Zhang Xianlu, Hu Jiyuan, Zheng Haoyuan, Ren Jiayi, Mu Siyu, Chen Yiming, Song Guoli, Chen Ya-Ang, Zhang Gejun
Department of Urology Surgery, The First Affiliation Hospital of China Medical University, Shenyang, 110000, Liaoning, China.
Institute of Urology, China Medical University, Shenyang, 110000, Liaoning, China.
Sci Rep. 2024 Dec 28;14(1):31460. doi: 10.1038/s41598-024-83263-0.
To evaluate the predictive utility of N6-methyladenosine (m6A)-associated long non-coding RNAs (lncRNAs) for the prognosis and immunotherapy response in papillary renal cell carcinoma (pRCC).
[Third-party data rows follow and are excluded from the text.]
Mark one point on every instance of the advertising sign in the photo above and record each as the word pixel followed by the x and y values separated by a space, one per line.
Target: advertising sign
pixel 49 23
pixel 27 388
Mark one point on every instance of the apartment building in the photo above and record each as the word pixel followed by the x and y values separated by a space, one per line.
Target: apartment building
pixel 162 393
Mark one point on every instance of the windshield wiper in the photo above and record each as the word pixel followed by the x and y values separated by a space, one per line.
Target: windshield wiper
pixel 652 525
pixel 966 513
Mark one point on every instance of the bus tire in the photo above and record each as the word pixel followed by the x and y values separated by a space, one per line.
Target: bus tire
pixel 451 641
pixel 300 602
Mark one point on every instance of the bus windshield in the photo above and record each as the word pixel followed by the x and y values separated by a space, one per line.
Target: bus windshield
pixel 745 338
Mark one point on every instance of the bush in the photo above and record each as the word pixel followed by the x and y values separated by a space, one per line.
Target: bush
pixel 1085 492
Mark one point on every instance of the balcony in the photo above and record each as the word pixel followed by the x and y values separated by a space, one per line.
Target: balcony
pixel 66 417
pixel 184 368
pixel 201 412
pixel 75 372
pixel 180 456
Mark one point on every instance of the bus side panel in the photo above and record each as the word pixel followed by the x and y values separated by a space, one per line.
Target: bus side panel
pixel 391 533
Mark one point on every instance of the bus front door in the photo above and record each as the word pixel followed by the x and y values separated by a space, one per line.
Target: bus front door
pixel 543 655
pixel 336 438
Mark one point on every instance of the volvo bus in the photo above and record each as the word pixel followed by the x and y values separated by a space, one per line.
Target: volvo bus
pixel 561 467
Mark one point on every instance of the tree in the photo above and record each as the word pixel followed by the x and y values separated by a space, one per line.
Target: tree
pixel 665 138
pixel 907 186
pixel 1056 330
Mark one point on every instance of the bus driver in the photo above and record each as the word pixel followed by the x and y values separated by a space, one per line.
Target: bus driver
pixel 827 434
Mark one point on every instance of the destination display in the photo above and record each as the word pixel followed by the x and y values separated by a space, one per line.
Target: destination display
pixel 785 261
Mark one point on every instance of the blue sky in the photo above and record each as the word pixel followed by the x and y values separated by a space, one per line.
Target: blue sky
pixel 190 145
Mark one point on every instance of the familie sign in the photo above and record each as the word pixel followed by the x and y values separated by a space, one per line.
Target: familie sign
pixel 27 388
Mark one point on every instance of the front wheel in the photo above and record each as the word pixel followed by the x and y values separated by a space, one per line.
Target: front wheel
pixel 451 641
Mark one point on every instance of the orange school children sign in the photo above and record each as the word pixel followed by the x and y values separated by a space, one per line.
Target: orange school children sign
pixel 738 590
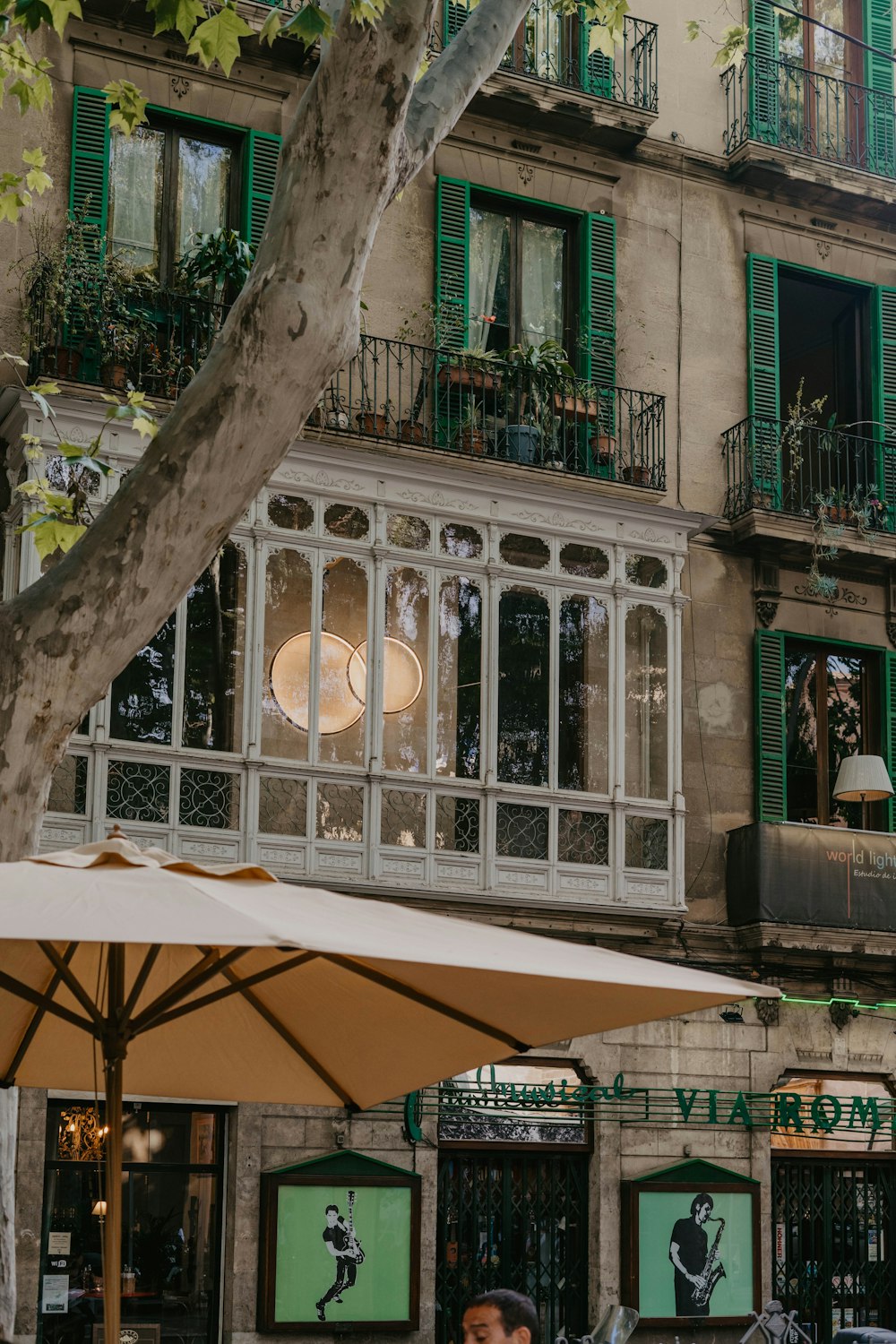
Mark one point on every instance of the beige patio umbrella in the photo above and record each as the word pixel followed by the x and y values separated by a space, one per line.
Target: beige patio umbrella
pixel 220 983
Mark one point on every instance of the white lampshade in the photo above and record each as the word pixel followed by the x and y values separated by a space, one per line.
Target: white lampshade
pixel 402 674
pixel 863 780
pixel 339 707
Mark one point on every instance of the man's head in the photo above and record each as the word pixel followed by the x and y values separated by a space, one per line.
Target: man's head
pixel 501 1314
pixel 700 1207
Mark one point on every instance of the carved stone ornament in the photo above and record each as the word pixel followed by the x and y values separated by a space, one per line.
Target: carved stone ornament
pixel 766 610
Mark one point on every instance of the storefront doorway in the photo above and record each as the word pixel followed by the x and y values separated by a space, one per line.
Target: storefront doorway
pixel 172 1190
pixel 833 1218
pixel 512 1201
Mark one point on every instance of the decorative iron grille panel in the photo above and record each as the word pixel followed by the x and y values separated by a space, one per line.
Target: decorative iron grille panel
pixel 512 1220
pixel 137 790
pixel 340 812
pixel 457 824
pixel 69 787
pixel 282 806
pixel 648 843
pixel 583 838
pixel 403 819
pixel 210 798
pixel 521 831
pixel 831 1254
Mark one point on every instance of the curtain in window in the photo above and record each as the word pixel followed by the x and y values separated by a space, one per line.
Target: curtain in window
pixel 489 245
pixel 134 195
pixel 203 187
pixel 541 306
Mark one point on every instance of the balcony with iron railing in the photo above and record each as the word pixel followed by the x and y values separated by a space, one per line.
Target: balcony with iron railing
pixel 549 58
pixel 392 392
pixel 812 473
pixel 777 109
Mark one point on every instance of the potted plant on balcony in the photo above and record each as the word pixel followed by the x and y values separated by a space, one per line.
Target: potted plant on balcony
pixel 470 435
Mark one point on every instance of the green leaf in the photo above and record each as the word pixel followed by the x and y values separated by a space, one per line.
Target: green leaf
pixel 309 24
pixel 218 38
pixel 182 15
pixel 271 29
pixel 128 105
pixel 61 11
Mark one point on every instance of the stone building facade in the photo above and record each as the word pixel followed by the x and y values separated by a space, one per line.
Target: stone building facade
pixel 614 661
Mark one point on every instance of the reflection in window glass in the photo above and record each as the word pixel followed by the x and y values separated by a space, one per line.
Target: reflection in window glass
pixel 409 532
pixel 290 511
pixel 583 675
pixel 406 669
pixel 524 676
pixel 530 553
pixel 463 542
pixel 215 650
pixel 586 562
pixel 646 715
pixel 134 195
pixel 142 695
pixel 347 521
pixel 203 190
pixel 288 612
pixel 460 672
pixel 346 618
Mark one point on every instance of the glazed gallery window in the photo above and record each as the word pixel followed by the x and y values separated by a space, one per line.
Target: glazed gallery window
pixel 831 710
pixel 520 276
pixel 167 183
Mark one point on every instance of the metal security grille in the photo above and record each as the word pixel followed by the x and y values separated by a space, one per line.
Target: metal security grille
pixel 512 1220
pixel 831 1245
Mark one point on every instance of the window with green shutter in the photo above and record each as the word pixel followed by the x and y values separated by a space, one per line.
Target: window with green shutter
pixel 817 703
pixel 171 179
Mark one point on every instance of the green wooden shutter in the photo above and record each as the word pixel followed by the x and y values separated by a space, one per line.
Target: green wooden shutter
pixel 771 747
pixel 879 77
pixel 261 174
pixel 595 70
pixel 890 728
pixel 763 382
pixel 452 260
pixel 89 185
pixel 763 83
pixel 454 15
pixel 884 383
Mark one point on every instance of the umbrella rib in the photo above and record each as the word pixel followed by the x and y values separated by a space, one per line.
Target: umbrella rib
pixel 398 986
pixel 210 965
pixel 72 981
pixel 142 975
pixel 234 988
pixel 34 996
pixel 37 1018
pixel 285 1034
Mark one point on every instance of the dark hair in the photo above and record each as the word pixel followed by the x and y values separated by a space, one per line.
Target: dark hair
pixel 516 1309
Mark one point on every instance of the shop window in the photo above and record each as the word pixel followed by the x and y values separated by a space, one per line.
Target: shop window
pixel 166 185
pixel 172 1199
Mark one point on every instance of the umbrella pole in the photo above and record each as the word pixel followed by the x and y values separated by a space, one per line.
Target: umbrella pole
pixel 113 1067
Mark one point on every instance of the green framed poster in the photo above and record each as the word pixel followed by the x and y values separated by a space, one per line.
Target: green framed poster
pixel 691 1242
pixel 339 1246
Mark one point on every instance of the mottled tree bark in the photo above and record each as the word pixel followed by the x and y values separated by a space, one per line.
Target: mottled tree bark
pixel 359 136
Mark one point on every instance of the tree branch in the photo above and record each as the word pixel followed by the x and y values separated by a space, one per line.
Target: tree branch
pixel 445 90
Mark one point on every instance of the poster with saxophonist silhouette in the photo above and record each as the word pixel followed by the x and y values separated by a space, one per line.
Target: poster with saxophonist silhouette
pixel 694 1253
pixel 344 1253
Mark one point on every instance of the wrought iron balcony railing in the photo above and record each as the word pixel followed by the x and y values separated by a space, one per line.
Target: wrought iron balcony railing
pixel 555 50
pixel 802 470
pixel 782 105
pixel 484 408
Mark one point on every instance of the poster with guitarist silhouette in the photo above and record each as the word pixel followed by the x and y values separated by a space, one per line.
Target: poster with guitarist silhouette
pixel 344 1246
Transcriptomic data of pRCC samples were extracted from the TCGA database. The m6A-related lncRNAs were identified by Pearson correlation analysis. Univariate and LASSO regression analyses were used to develop a risk model. The discrimination and predictive ability were evaluated through survival analysis, ROC analysis and consensus clustering. Tumor mutation burden (TMB) and immune infiltration of the risk groups were compared. A prognostic nomogram was constructed using six m6A-related lncRNAs, and validated through calibration and decision curve analysis (DCA). The lncRNAs HCG25 and NOP14-AS1 were knocked down in a human pRCC cell line using specific siRNA constructs, and the proliferation and migration rates were assessed by the CCK-8 and transwell assays. We identified a total of 153 m6A-related lncRNAs in pRCC datasets, of which six were selected for constructing a m6A-related lncRNA pRCC prognostic model. Mutations in the SETD2 gene correlated with worse prognosis. Significant differences were observed in immune cell infiltration between the two risk groups. A clinical prognostic nomogram for pRCC was further established based on clinical variables. In vitro assays further showed that HCG25 and NOP14-AS1 regulate the proliferation and migration of pRCC cells. The results validated the discrimination ability of both the m6A-related lncRNA pRCC prognostic model and the pRCC clinical prognostic nomogram. We developed a clinical prognostic nomogram for pRCC using pRCC prognostic-associated m6A-related lncRNAs, which can be utilized for predicting the prognosis and immune landscape of pRCC patients.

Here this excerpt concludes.